Bratton won over officers by giving them flexible work schedules, easing what cops considered a heavy-handed discipline system and providing them up-to-date equipment. “When Chief Bratton came, he really changed things – really pro-police,” said Officer James Stout.

But the chief’s efforts to change the department’s culture extended only so far, said Civil Rights Attorney Connie Rice. She advises Bratton on reform, and sits on KPCC’s board of directors. “The style of policing in the hot zones hasn’t changed. It is still pre-emptive, massive stops, mass arrests.”

Bratton’s critics say that style prevailed on downtown’s Skid Row. “If you were a person of color, you were definitely approached, you were definitely handcuffed, and you were definitely ran for warrants and want checks,” said Pete White of the L.A. Community Action Network.

Bratton argued that the policy targeted criminals only, and cleaned up Skid Row.
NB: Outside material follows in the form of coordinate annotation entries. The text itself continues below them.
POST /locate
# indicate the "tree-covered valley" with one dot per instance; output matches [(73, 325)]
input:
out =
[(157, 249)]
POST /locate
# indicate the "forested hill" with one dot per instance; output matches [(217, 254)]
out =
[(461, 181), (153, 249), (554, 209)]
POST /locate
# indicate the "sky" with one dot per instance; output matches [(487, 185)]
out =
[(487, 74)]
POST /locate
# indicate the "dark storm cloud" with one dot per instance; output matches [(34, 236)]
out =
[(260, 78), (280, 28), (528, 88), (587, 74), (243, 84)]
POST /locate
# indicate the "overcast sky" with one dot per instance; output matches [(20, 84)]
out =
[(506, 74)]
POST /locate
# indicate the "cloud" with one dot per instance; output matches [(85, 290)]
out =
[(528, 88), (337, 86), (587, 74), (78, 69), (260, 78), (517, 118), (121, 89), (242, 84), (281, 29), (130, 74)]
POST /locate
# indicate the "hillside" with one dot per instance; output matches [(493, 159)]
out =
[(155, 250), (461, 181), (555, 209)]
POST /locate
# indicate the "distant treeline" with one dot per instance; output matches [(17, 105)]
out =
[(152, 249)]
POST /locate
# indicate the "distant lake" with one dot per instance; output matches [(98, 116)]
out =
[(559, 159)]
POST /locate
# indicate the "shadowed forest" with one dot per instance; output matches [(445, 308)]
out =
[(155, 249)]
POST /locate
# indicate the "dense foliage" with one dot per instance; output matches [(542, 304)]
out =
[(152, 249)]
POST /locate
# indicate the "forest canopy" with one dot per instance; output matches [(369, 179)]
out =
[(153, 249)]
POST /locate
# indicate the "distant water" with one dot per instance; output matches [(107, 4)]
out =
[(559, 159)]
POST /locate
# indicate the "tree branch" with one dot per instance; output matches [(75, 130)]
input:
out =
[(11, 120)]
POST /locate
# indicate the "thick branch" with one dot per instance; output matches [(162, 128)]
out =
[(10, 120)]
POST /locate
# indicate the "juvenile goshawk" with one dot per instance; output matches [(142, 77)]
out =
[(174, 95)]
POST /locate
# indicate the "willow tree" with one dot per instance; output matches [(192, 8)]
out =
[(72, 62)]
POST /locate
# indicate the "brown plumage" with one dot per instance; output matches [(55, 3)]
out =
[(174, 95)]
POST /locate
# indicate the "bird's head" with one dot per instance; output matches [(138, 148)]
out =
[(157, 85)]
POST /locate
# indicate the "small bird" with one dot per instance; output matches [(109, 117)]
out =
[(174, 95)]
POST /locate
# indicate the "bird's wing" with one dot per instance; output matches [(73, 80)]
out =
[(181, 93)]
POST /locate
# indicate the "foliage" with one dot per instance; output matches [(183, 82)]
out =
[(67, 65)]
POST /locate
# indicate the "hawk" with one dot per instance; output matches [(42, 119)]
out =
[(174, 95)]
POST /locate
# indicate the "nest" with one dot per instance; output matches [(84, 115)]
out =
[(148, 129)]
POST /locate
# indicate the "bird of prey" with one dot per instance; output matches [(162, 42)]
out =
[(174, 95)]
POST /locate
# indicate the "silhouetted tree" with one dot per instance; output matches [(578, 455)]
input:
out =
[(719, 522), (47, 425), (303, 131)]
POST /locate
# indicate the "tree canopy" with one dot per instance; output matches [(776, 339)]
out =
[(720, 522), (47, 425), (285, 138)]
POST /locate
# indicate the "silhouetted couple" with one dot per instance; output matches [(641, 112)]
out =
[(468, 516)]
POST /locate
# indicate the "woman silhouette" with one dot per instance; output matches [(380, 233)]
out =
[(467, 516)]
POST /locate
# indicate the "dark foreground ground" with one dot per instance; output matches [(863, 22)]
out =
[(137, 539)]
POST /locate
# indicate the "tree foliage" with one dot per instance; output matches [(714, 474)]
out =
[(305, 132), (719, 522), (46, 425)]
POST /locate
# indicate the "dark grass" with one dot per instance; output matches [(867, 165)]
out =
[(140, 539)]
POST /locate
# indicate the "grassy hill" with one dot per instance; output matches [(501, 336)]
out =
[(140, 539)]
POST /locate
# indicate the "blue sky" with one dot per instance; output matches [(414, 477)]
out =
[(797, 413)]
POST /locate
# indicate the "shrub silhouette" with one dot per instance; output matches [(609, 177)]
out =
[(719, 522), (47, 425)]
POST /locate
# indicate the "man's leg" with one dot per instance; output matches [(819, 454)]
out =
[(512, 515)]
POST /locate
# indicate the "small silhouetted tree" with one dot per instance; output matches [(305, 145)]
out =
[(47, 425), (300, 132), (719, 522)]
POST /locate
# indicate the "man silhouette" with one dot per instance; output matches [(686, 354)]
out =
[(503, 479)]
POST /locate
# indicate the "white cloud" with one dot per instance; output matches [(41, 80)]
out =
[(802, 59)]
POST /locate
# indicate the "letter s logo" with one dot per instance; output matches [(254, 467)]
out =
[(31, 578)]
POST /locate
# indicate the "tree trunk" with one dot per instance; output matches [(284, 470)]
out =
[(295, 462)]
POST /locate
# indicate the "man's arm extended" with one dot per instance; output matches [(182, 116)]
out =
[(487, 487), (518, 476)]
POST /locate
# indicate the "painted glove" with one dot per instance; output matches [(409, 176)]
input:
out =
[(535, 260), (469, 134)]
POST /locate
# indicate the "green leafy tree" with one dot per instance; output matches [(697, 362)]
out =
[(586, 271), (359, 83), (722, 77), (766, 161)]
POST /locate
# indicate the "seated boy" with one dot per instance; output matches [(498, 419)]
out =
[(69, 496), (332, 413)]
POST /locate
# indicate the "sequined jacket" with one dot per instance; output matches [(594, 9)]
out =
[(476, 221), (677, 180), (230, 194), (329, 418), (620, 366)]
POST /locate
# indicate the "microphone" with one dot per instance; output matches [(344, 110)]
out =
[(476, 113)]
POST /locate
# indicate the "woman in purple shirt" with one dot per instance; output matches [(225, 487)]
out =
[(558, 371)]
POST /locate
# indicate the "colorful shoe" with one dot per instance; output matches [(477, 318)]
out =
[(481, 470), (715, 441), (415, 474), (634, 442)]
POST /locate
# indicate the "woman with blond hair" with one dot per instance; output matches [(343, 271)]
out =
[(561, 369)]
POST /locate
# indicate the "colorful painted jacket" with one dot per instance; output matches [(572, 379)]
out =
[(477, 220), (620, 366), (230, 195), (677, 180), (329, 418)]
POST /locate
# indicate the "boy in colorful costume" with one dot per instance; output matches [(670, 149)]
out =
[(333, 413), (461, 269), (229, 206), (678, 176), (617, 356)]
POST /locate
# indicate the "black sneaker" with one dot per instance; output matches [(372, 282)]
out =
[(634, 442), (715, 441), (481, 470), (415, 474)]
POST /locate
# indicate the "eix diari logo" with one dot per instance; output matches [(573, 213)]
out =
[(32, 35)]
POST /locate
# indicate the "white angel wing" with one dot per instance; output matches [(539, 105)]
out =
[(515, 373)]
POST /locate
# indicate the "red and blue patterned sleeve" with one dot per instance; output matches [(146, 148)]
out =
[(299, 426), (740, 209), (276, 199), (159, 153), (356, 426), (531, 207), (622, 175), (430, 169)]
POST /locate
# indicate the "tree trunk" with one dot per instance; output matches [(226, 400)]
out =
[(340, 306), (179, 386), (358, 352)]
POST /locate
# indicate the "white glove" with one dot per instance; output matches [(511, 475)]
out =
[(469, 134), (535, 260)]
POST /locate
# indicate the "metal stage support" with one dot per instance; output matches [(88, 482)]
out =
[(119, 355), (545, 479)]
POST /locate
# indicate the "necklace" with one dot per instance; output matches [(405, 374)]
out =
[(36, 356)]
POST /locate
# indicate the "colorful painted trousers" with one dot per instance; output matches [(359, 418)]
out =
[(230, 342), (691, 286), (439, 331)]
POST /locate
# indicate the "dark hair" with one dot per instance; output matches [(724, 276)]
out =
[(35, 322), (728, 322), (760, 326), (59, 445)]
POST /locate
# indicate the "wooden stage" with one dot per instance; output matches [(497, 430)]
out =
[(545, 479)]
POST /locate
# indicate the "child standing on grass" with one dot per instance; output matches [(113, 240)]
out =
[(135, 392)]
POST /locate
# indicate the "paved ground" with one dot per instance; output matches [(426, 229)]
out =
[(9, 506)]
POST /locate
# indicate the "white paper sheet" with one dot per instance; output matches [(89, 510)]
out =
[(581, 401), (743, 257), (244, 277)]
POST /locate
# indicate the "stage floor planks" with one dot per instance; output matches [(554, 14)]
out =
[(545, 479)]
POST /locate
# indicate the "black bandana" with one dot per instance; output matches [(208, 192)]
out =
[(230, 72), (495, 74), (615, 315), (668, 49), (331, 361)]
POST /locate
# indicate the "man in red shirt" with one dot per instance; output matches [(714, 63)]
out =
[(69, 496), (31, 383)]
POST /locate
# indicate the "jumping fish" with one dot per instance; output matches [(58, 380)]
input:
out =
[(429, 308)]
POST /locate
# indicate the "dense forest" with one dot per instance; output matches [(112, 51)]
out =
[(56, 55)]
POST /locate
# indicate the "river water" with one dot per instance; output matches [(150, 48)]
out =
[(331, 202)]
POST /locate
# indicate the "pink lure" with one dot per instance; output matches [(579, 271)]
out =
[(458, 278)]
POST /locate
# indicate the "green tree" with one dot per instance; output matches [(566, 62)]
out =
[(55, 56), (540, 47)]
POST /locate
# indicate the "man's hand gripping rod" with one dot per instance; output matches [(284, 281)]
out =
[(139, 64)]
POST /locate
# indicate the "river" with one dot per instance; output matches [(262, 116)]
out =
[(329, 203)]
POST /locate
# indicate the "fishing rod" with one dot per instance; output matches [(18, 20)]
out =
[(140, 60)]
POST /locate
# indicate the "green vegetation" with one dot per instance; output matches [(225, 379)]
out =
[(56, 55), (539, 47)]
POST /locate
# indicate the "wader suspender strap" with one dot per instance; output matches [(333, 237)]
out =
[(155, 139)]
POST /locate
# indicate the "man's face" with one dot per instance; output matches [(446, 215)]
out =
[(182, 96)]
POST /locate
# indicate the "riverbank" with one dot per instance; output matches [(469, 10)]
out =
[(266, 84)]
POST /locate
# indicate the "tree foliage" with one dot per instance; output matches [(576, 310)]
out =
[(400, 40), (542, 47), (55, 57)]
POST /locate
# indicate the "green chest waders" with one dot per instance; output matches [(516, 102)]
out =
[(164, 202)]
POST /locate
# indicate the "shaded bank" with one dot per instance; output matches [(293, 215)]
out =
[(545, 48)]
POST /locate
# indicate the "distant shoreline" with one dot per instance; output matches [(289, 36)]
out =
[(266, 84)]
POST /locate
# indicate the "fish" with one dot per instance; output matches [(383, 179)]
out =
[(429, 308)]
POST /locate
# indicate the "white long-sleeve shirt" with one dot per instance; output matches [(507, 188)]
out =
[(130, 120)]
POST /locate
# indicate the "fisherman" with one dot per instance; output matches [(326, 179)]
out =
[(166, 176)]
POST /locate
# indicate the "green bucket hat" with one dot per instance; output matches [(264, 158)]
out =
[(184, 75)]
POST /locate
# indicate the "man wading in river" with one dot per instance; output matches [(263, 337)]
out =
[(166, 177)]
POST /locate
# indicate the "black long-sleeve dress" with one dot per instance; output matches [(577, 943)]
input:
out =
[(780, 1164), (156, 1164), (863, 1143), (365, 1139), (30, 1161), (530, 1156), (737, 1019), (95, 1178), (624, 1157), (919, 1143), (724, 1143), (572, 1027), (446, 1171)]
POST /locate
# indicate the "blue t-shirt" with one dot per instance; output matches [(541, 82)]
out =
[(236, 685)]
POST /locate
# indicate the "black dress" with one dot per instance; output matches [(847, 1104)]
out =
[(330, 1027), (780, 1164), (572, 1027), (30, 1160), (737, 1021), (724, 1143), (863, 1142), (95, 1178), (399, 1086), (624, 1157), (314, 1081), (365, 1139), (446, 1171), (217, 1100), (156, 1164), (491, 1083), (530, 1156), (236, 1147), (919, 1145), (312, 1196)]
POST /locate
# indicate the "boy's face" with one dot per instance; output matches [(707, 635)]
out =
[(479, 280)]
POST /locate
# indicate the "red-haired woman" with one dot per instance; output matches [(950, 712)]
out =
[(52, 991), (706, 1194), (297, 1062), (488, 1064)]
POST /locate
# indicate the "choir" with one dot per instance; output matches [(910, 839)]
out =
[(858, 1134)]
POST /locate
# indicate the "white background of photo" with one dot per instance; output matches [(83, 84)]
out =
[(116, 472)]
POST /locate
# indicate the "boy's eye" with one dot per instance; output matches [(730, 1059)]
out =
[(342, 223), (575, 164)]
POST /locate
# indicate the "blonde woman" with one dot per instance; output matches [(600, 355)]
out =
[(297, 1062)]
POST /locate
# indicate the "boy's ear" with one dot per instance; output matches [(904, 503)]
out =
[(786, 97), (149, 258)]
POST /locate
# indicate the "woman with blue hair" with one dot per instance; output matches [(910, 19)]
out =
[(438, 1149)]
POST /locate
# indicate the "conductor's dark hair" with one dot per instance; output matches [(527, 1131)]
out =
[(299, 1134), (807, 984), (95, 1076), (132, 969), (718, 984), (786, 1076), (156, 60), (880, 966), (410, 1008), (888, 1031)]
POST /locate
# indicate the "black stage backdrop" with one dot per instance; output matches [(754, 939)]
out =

Fabian Montes, 36, is an ex-gang member who now helps others leave that life at Homeboy Industries. He appreciates the LAPD leadership’s new willingness to treat people like him with respect. “But when it trickles down to police officers on the street, some of them are resistant because for so many years there’s been this broken trust,” Montes said.

That trust was broken again when LAPD cops beat nonviolent immigrant rights demonstrators and journalists in MacArthur Park in 2007. Bratton recognized that the incident jeopardized his reform efforts.

“I thought, ‘Here’s Bratton’s Watts riots, here’s Bratton’s Rodney King,’ but instead there was a very transparent public investigation, officers were demoted, removed, he came in, came in forcefully,” said Greg Ridgeway. Ridgeway directs RAND Corporation’s Center on Quality Policing.

Use of force incidents by officers under Bratton have remained about the same as before he became chief. But Police Commission Inspector General Andre Birotte says the investigation into those acts is more thorough, and transparent.

“I don’t think my predecessors would ever have imagined a day where the chief was having a meeting with his command staff and is inviting the inspector general to hear frank discussion on significant issues – whether it’s a use of force case, discipline case,” he said.

Bratton began opening the door to a long secretive and aloof LAPD. That door can swing both ways, as the next chief will show.

At one time, officers were fleeing the LAPD. Newly graduated Officer Cassandra Lewis said she couldn’t wait to join, in part because of Bratton.

“Everyone knows Chief Bratton and everyone knows what he’s done for the department and to work even for, you know, 10, 20 days, to work under him is such a great honor, and to shake his hand today and have his signature on my diploma is such a great honor that can’t be topped.”